ABB liefert Antriebssysteme für vier Hybrid-Fähren in Kanada
Als eine der grössten Fährgesellschaften der Welt fährt British Columbia Ferry Services (BC Ferries) auf 25 Routen ganzjährig 47 Terminals an und befördert etwa 9,7 Millionen Fahrzeuge und 22,7 Millionen Passagiere im Jahr. Im Rahmen des Programms „New Major Vessels“ beschafft BC Ferries nun vier neue Doppelend-Fähren, d.h. Schiffe, die auf beiden Seiten eine Rampe zum Be- und Entladen von Fahrzeugen haben.
Auch wenn bislang keine exakten Daten zu den Fähren vorliegen, so zeigen doch die Anforderungen aus einer Projektausschreibung von BC Ferries, um welche Größenklasse es geht: Die Fähren sollen rund 172 Meter lang werden und jeweils Platz für 360 Autos und 2.100 Passagiere bieten. Sie sollen in der kanadischen Strait of Georgia verkehren. Das Gewässer trennt Vancouver Island vom Lower Mainland von British Columbia.
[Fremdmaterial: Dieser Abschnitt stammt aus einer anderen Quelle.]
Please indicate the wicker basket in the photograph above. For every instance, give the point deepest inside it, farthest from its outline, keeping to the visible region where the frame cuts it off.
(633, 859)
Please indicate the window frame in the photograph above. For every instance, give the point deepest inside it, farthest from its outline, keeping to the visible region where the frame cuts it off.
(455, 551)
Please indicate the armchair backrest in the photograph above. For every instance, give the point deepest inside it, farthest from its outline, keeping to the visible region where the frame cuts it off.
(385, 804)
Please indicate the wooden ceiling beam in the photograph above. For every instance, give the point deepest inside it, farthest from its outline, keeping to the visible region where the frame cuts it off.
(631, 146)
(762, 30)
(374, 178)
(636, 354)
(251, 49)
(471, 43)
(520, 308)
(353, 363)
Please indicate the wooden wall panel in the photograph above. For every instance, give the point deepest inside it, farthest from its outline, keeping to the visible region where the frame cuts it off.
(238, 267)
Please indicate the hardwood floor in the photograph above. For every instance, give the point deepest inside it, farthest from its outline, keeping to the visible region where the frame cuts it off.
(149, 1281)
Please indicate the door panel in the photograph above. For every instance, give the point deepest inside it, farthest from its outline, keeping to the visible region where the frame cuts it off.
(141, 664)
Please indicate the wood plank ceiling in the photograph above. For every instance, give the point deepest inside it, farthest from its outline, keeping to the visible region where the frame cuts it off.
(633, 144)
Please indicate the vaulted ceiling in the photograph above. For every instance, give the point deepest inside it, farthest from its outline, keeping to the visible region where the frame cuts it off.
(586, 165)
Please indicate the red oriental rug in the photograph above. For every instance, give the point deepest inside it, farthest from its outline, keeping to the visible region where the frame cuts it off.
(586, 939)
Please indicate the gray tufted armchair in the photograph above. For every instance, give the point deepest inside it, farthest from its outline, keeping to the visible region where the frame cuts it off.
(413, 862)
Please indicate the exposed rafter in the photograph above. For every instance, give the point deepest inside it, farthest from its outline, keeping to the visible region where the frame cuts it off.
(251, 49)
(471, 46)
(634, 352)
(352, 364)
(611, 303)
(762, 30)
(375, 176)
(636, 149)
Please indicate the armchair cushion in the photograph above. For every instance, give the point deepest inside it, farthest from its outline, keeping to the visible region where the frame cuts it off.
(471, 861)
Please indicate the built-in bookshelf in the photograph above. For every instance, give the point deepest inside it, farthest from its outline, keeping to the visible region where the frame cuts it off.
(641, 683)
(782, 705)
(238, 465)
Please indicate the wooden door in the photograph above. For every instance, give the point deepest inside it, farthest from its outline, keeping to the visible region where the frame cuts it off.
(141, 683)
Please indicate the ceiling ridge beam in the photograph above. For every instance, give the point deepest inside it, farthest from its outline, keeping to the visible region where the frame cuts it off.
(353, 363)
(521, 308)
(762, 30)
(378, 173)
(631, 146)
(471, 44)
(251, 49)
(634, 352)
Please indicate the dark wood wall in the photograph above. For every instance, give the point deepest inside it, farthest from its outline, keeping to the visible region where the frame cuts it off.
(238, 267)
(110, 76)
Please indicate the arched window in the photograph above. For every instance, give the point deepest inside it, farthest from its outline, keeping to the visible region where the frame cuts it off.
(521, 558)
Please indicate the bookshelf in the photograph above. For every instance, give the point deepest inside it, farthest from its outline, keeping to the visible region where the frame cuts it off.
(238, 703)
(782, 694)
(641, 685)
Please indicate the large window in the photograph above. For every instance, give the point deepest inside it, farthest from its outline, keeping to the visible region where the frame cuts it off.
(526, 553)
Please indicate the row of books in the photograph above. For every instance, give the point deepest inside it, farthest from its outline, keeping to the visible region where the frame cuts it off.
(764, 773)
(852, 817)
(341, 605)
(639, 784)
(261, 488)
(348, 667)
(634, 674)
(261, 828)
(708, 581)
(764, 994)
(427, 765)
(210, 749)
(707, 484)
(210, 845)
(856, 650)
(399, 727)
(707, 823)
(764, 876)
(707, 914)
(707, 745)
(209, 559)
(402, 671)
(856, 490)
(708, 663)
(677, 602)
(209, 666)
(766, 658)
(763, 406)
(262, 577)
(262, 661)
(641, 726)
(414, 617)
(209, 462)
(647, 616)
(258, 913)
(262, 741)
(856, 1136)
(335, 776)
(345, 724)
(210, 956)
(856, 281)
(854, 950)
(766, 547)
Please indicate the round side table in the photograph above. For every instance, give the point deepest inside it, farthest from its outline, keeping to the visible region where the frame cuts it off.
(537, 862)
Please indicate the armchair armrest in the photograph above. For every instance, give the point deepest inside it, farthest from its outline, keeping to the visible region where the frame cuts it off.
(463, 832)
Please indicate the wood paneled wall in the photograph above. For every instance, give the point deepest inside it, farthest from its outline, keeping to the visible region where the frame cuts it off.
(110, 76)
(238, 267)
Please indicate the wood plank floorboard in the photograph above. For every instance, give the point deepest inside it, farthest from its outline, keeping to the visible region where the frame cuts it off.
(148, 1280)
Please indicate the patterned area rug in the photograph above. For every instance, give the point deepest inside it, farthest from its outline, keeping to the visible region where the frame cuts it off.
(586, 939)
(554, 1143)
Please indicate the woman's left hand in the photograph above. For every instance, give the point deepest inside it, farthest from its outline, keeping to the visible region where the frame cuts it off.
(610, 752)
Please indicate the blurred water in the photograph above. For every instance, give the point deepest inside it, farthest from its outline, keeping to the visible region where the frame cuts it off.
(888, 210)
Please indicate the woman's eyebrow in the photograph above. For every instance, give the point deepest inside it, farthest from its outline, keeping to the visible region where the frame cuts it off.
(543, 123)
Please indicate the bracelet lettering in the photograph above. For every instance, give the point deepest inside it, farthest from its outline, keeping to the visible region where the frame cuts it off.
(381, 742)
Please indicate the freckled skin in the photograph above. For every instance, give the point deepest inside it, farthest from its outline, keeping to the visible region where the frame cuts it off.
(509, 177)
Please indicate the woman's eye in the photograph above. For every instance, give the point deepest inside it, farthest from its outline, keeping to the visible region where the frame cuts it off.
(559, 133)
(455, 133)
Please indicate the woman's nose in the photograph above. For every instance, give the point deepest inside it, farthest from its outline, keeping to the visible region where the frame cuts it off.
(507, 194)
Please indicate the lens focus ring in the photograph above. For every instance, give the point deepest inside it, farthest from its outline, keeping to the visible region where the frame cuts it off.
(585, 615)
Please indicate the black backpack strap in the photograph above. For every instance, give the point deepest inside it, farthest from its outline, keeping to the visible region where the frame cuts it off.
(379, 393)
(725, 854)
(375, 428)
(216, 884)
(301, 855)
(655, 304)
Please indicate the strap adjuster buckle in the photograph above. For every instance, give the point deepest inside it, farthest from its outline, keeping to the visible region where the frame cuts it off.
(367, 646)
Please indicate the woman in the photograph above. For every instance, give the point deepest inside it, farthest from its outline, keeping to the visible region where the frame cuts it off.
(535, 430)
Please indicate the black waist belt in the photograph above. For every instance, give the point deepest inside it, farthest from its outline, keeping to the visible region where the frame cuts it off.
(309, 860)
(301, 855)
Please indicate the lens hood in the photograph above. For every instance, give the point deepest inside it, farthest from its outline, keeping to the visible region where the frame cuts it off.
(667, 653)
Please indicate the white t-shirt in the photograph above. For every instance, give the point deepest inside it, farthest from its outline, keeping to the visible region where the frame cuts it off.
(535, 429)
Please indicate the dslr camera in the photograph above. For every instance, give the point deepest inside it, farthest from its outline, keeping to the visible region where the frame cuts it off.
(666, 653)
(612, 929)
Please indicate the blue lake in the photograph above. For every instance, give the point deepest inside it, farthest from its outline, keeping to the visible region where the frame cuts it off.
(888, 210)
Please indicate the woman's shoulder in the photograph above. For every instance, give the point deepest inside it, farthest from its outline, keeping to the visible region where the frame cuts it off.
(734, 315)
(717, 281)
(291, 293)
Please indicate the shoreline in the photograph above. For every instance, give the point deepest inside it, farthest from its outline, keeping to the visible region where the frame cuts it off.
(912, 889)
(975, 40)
Bereits im Juni wurde die chinesische Werft CMI Weihai, die auch schon eine Hybrid-Fähre für den Einsatz im Ärmelkanal gebaut hat, mit der Fertigung der vier Fähren beauftragt. Diese werden mit Diesel-Batterie-Hybridantrieben ausgestattet und sollen darauf vorbereitet werden, später auf vollelektrischen Betrieb umgestellt zu werden. Die Hybrid-Fähren sollen die Treibhausgasemissionen deutlich reduzieren, die Treibstoffeffizienz verbessern und den Unterwasserlärm verringern, um die Meereslebewesen wie etwa im Einsatzgebiete lebende Orcas besser zu schützen.
Wie erst jetzt bekannt wurde, wird die Energie-, Antriebs- und Steuerungstechnik vom Schweizer Unternehmen ABB kommen. So werden die Schiffe mit dem getriebelosen, steuerbaren Azipod-Elektroantrieb von ABB ausgerüstet. Weiterhin kommt das Stromverteilungssystem Onboard DC Grid von ABB zum Einsatz, das für einen effizienten Energiefluss sorgen soll: Es minimiert Umwandlungsverluste, ermöglicht eine höhere Gesamtsystemeffizienz und senkt die Emissionen gegenüber vergleichbaren Antriebsanlagen.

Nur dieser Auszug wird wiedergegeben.